The Art of Trash Talk

The 1986 NBA All-Star game in Dallas had the first three-point shooting contest, when eight all-stars were selected for the competition. Larry Bird of the Boston Celtics, who was known as a trash talker, walked into the locker room as one of the competitors and asked, "Which one of you guys is going to finish second?" He won the contest that night and then finished the season leading the league in three-point shooting, making 42.3 percent of his tries. (McDermott, 2019).

Trash-talking exists in all realms of sport, from playgrounds to professional arenas. We’ve all been there, either giving or receiving some sort of trash talk during a game. The above examples of trash talk demonstrate its use on a professional level. Trash-talking can be an effective strategy to throw an opponent off their game, even if it doesn’t cause a complete detriment in performance. A minor distraction of focus can be all it takes to gain an advantage in a game situation. And depending on the nature of what was said, focus can be distracted for a long time.

Trash Talking Effects Performance

Studies have documented the use of trash talk and its effect on performance. In one study, “Emotional manipulation and cognitive distraction as strategy: The effects of verbal insults on motivation and performance in a competitive setting," In this study, Mario Kart was played under controlled conditions. The research involved 200 men and women ages 18-35; Some participants would hear verbal insults and some form of trash talk, while others did not. The findings were that participants were distracted by the sound of the talking and how it made them feel. Still, it was explicitly the cognitive distraction affecting competitors' motivation to perform, affecting their ability to focus on the game. She also found that players felt both anger and shame (McDermott). While anger and shame may seem like opposite emotions, in this context, they are actually pretty similar. Karen McDermott, the study's author, said that anger and shame were related. People didn’t feel one or the other; they tended to feel both which affected their performance. This is important to note because often we think of our emotions as singular when in fact our human emotional systems are quite complex and we often feel different combinations of emotion in different contexts which is why dealing with trash talk can be such a difficult task.
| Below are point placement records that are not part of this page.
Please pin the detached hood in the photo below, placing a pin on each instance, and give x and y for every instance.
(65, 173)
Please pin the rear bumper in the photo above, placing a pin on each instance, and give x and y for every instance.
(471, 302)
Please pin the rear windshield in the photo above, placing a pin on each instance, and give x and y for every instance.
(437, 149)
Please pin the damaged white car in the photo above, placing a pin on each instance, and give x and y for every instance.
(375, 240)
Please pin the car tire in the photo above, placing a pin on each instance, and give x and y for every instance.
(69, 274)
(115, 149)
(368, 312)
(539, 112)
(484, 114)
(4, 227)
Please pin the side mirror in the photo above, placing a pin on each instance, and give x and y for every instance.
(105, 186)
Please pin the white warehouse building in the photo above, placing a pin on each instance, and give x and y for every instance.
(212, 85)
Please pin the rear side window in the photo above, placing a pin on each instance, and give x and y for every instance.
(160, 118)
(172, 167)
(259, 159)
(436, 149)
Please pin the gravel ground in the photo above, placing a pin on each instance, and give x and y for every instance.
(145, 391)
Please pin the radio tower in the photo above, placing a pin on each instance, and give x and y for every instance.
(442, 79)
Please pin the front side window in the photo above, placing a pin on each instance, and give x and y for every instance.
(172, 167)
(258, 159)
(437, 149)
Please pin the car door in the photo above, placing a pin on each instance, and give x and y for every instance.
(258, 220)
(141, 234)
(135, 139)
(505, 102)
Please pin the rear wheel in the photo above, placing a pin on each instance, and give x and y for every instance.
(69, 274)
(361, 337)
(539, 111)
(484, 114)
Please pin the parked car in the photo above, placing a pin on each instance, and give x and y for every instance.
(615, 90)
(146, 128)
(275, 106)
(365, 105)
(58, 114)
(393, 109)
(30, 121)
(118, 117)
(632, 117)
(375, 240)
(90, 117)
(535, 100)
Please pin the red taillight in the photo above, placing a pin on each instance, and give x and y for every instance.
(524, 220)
When it comes to professional athletes, some trash-talkers have no filter at all. Take Michael Jordan, for example, and this clip of him talking to Dikembe Mutombo at the free-throw line. MJ singles him out and proceeds to sink the shot with his eyes closed. You’d have to think that if you're Mutombo in that situation, you’re likely feeling a bit angry. Also, you might feel ashamed that someone (the GOAT in this case) decided to single you out in front of thousands of people to make you look foolish. No one likes being made a fool, especially if it’s magnified on a professional stage. As a result, you may want to retaliate and get even with the trash-talker. As logical as this may sound, in reality, acting on this urge may lead to you performing worse than if you were just to let the noise pass without engaging emotionally with the words. Because now, as you’re dribbling the ball down the court, you’re looking for an isolation play to get revenge, which may not be the best offensive option in that situation. The ego is now in the driver's seat rather than the humble, confident athlete.

Mindfulness as a tool to maintain focus

The usage of mindfulness in sports and how it can be practiced was discussed in an earlier blog titled Mindfulness: The Secret Edge In Sports. If you are caught up in a swarm of trash talk with a player, mindfulness can be a great tool to get your mind back in the game. To give a quick recap of the process, the breath can be used as an anchor to maintain focus when the mind becomes distracted. A good visualization for this process can be to picture blue air coming into the body during inhalation and green air exiting the body during exhalation. This can be done for several cycles until you feel a bit more relaxed and concentrated on the present moment. Practicing this exercise for just a few minutes can enhance performance and overall well-being.